Old Business:
- A little more reorganization on the laundry room. I found an old, small writing desk that I've moved into the living room so I'm not freezing all the time. It is a bit of an adjustment, but temporary. Once 018 is off to college, I'll probably do some work there to make it a spare bedroom/office.
- Insurance forms are done! Wow, it took forever!
- LLC papers are done, again forever! And such lack of communication on the Sec. of State's office. I was never notified that there were issues.
- Surgery is complete. It did not go as planned. I nearly died on the table. They could not do it laprascopically. I have an incision that runs from just below my sternum to almost my private parts. The healing is slower. Guess it was good that I went ahead and just took 6 weeks off. I've had to lighten my first week back. It has caused me to take pause and try to think what all of this is about and what I'm really supposed to be doing with my life. No answers, just a LOT MORE questions. I am so thankful to be alive. What do I do with this second chance? How do I make it mean something?
- May end up working at yet another nursing home. We will see. They are supposed to call.
- 2018 letter is mailed out.
- Finished Plains of Passage, now reading America's Original Sin by Jim Wallis. More questions and thoughts. Have finished 3 or 4 magazines since I've been on medical too.

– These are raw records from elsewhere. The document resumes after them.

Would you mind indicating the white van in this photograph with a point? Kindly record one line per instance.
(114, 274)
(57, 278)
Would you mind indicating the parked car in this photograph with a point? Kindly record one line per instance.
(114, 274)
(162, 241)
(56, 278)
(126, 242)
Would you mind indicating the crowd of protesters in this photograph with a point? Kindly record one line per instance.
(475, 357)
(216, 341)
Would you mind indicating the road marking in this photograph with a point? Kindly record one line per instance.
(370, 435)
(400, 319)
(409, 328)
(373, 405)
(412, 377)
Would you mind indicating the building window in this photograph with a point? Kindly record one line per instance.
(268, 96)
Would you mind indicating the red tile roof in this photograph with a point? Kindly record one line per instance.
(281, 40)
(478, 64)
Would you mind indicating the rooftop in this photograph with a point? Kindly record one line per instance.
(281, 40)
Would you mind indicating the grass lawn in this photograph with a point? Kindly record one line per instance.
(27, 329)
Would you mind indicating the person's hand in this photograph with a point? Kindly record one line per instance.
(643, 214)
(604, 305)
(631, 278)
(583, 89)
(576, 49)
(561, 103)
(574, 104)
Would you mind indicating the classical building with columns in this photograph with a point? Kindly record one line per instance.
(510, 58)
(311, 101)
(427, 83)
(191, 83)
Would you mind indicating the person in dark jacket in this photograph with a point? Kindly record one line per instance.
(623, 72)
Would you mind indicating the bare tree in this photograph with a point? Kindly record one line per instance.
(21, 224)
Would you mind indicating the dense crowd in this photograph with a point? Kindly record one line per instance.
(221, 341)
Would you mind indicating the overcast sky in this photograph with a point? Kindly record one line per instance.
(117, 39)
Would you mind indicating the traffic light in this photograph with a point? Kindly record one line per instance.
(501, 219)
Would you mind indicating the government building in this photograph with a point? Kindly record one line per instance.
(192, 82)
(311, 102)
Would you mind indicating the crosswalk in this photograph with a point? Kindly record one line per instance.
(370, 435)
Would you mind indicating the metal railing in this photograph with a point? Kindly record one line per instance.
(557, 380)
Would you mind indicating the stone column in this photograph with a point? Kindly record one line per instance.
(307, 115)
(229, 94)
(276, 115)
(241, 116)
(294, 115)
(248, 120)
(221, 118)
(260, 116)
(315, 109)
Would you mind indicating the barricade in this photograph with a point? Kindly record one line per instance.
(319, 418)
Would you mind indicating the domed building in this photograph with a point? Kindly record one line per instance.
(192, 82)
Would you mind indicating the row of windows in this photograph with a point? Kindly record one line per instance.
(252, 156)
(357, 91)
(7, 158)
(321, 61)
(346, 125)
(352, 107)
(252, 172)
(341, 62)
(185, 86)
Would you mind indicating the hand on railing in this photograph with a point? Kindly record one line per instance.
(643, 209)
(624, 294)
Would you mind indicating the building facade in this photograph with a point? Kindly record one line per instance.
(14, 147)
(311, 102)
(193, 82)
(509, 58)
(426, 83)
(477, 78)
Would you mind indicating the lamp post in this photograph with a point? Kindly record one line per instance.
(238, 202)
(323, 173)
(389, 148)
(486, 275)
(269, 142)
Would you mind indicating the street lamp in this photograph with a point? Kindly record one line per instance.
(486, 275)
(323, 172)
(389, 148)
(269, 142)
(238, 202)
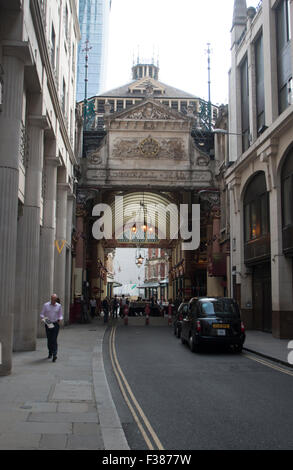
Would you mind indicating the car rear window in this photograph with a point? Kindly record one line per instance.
(219, 307)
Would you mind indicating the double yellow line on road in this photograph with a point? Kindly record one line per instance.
(268, 364)
(140, 418)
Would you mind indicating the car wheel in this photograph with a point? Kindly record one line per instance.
(238, 348)
(193, 347)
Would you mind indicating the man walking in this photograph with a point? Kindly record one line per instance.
(52, 315)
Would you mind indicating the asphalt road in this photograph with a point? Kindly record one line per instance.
(212, 400)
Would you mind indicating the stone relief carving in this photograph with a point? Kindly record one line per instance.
(150, 112)
(164, 148)
(95, 158)
(202, 160)
(151, 175)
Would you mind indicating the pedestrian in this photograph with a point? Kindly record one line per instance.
(122, 306)
(105, 305)
(115, 307)
(52, 315)
(93, 304)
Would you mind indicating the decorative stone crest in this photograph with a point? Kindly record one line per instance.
(173, 148)
(95, 158)
(149, 147)
(150, 112)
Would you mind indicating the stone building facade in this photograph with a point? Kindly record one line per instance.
(150, 143)
(260, 179)
(38, 45)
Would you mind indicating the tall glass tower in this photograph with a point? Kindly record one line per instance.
(94, 26)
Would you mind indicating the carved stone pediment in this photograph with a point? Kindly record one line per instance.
(149, 110)
(150, 147)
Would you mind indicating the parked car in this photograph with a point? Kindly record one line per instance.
(177, 323)
(213, 320)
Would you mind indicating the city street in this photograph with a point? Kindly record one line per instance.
(212, 400)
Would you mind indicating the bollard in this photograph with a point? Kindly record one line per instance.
(126, 315)
(169, 314)
(147, 314)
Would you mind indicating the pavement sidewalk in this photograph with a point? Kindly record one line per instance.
(61, 405)
(265, 345)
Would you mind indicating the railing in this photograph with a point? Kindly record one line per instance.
(24, 144)
(43, 8)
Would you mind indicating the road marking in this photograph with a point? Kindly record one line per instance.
(268, 364)
(119, 374)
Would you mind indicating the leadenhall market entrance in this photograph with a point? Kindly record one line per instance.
(149, 146)
(257, 251)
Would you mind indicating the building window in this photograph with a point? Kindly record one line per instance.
(119, 105)
(244, 104)
(101, 106)
(287, 190)
(63, 97)
(66, 18)
(53, 47)
(259, 78)
(256, 209)
(284, 54)
(174, 105)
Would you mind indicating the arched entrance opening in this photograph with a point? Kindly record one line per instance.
(257, 252)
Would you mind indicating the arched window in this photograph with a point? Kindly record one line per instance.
(287, 204)
(256, 209)
(287, 191)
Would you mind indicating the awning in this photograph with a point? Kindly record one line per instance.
(115, 283)
(149, 284)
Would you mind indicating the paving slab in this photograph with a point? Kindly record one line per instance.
(40, 407)
(19, 441)
(43, 428)
(68, 407)
(86, 428)
(69, 390)
(81, 442)
(63, 417)
(53, 442)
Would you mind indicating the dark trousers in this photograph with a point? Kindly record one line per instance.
(52, 334)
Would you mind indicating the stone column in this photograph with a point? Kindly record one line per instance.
(10, 139)
(28, 243)
(47, 238)
(80, 248)
(281, 271)
(68, 273)
(60, 242)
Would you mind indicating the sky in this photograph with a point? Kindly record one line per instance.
(176, 32)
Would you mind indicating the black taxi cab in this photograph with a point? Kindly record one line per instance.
(213, 320)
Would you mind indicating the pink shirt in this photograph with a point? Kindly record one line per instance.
(53, 312)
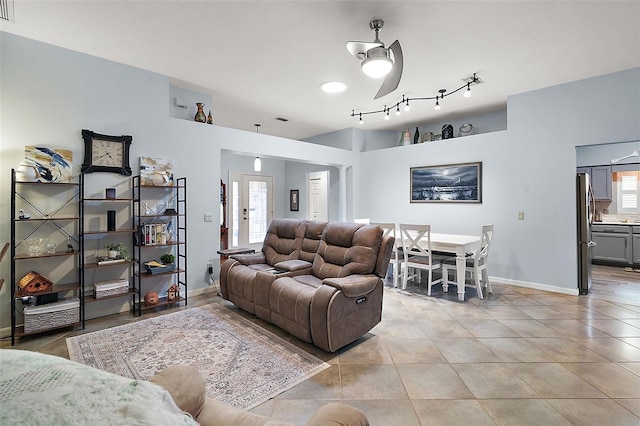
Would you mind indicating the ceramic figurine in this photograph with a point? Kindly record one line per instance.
(200, 117)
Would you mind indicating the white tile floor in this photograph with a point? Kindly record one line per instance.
(520, 356)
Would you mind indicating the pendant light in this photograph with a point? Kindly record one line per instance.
(257, 163)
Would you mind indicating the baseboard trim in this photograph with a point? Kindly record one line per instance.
(535, 286)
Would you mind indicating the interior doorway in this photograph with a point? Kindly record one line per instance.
(318, 200)
(250, 202)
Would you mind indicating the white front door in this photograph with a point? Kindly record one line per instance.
(318, 190)
(251, 209)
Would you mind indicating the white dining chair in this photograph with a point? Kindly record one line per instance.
(416, 250)
(363, 220)
(476, 264)
(389, 230)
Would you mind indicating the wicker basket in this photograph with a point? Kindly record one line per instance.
(110, 288)
(51, 315)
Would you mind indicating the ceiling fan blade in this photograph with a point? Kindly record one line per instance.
(392, 79)
(359, 48)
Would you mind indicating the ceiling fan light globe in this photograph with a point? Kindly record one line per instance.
(377, 63)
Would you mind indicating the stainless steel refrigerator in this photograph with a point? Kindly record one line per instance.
(585, 208)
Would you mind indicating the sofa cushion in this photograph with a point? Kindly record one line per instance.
(283, 240)
(311, 240)
(346, 249)
(290, 303)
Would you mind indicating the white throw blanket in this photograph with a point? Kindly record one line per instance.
(38, 389)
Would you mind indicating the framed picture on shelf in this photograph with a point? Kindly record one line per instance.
(451, 183)
(294, 198)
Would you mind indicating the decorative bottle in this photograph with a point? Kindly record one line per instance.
(200, 115)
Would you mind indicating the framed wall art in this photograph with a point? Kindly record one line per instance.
(451, 183)
(294, 198)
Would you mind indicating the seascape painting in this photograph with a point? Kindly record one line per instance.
(453, 183)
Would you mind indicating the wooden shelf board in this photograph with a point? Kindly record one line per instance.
(57, 288)
(91, 299)
(162, 302)
(20, 329)
(56, 254)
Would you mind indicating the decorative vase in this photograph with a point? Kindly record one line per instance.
(406, 138)
(200, 116)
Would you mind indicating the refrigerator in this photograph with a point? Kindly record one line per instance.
(585, 208)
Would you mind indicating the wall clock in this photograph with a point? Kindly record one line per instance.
(104, 153)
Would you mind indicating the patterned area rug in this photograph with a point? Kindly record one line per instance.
(243, 364)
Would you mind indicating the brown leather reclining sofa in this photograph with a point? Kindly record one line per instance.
(319, 281)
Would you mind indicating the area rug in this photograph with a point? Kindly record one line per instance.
(243, 365)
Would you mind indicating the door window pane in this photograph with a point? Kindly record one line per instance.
(257, 211)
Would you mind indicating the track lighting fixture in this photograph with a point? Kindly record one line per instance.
(467, 93)
(442, 93)
(257, 163)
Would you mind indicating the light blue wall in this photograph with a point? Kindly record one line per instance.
(49, 94)
(530, 167)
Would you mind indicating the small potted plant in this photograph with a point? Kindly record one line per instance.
(117, 251)
(168, 259)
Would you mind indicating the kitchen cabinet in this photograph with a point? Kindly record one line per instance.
(600, 181)
(611, 247)
(616, 244)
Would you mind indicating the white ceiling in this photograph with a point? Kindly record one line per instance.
(266, 59)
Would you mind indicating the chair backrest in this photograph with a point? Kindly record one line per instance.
(416, 240)
(485, 242)
(388, 230)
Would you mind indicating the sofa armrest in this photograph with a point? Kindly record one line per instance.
(250, 258)
(353, 285)
(292, 265)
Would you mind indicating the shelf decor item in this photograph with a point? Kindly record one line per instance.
(117, 251)
(33, 283)
(452, 183)
(200, 116)
(51, 165)
(154, 267)
(107, 288)
(151, 298)
(111, 220)
(294, 200)
(105, 153)
(173, 292)
(35, 246)
(51, 315)
(156, 172)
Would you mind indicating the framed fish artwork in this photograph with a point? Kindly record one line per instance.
(53, 165)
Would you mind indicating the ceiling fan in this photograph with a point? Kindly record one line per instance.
(378, 61)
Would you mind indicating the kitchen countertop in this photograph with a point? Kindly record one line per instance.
(617, 223)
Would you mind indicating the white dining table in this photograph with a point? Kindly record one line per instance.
(460, 245)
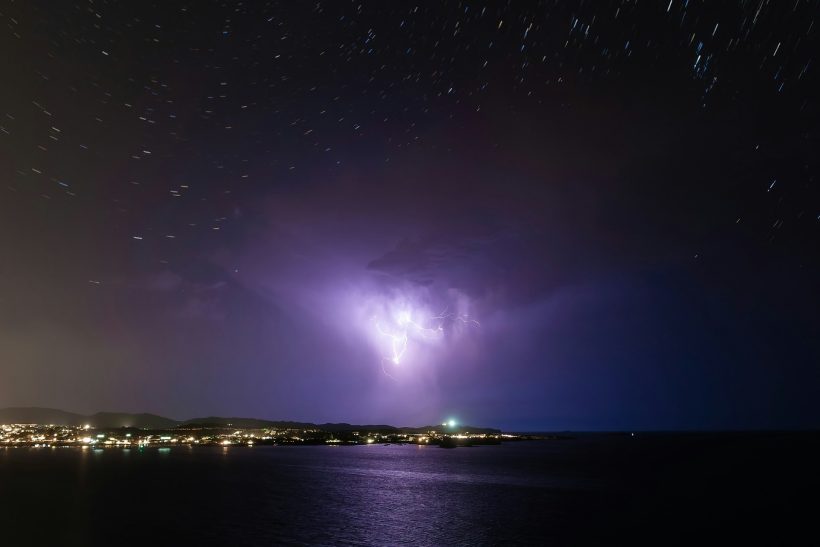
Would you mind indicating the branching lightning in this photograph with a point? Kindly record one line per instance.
(406, 327)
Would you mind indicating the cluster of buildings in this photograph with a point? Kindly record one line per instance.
(37, 435)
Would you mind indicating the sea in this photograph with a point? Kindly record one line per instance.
(575, 489)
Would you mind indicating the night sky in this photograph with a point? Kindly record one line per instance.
(553, 215)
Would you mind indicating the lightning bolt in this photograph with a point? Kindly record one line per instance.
(399, 338)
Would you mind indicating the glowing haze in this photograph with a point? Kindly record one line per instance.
(526, 215)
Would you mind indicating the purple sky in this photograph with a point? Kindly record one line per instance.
(219, 224)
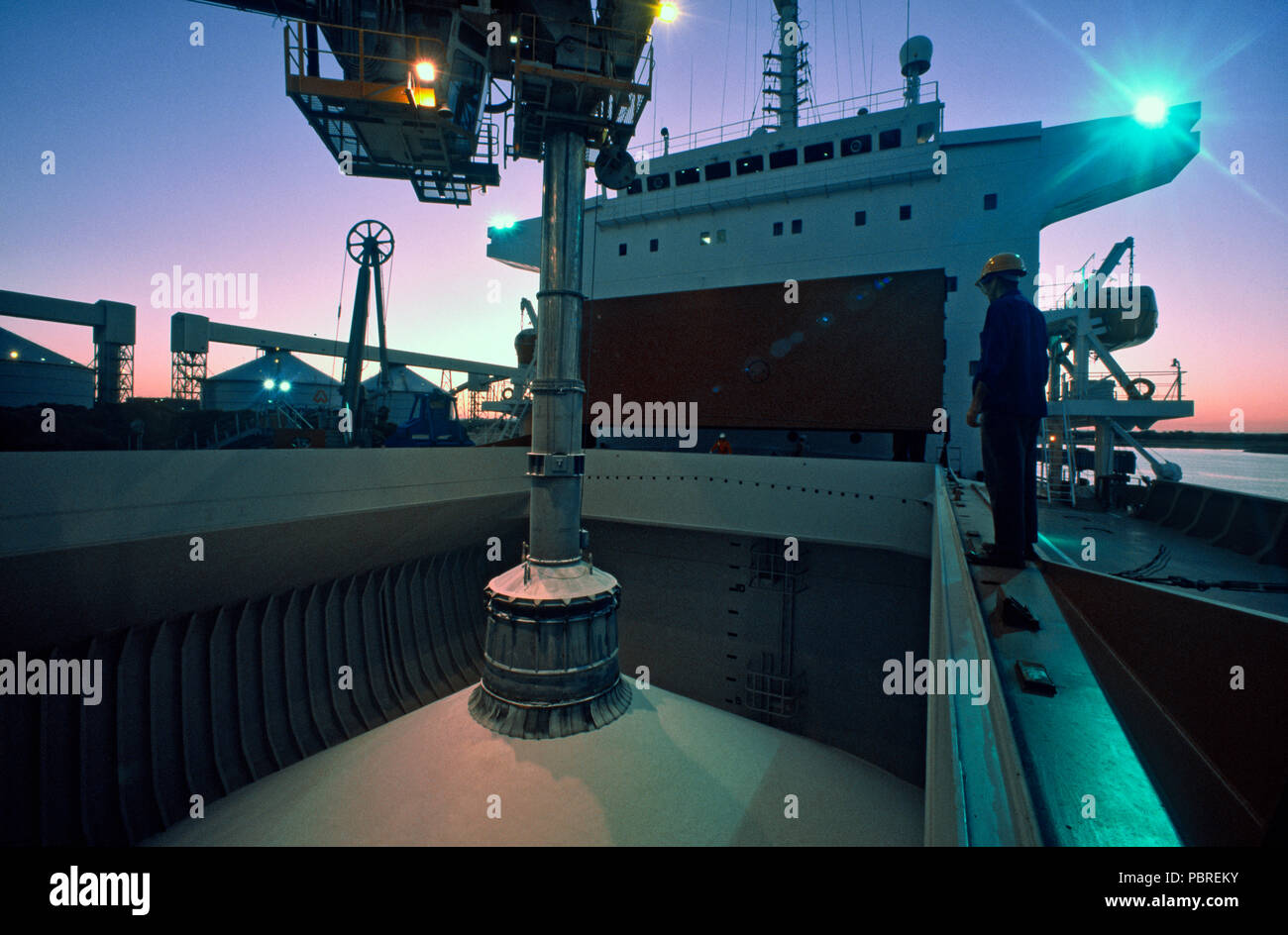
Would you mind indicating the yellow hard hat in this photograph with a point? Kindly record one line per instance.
(1003, 262)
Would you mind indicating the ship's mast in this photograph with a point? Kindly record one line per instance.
(791, 62)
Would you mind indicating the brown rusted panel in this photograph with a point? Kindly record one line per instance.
(1215, 753)
(855, 353)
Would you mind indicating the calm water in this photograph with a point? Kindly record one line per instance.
(1232, 470)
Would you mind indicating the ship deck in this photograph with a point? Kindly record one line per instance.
(1125, 544)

- Have put away all of the piled up memorabilia and even filed away a few photos last night. That feels really good.
- Still haven't touched the anatomy book, but did read a few blogs. Gadget did not motivate me. He "sat" on me so I'd nap and take things easy. It was hard and frustrating, but definitely what I needed at the time.
- Arrendale's is moved to our new room. It is not completely finished yet, just needs new carpet but that will happen when the rest of the space is redone. And it already looks fantastic! I'm sort of excited about going back.
New Business:
- Need to get my keys for the new place, and get over there so I can start setting up my area of it.
- I kind of like the new pace that I've had to have these past few weeks. I don't know how to continue that going forward and still having food on the table and a roof on our heads. But I honestly think I've just been completely burnt out on life lately. I know everyone feels this. But honestly, it has almost been debilitating. And the thought of going back almost causes a panic/anxiety attack. My throat closes up. I feel stressed out about it. I don't know what it means or what I'm supposed to do about it. Goodness knows my life has not ended up with any part of what I thought it might have looked like. Other than having kids. I kid you not, that is the only part. I don't even know what I want it to look like any more. And sometimes I wonder what the use is of even thinking about it, or planning for it, or any of it is. What am I supposed to do with that? Where do I go from here? How do I move forward? How do I honor myself, whilst still being the breadwinner? No one is going to come along and "take care of me" so I have to do it myself. But honestly, I just don't want to anymore.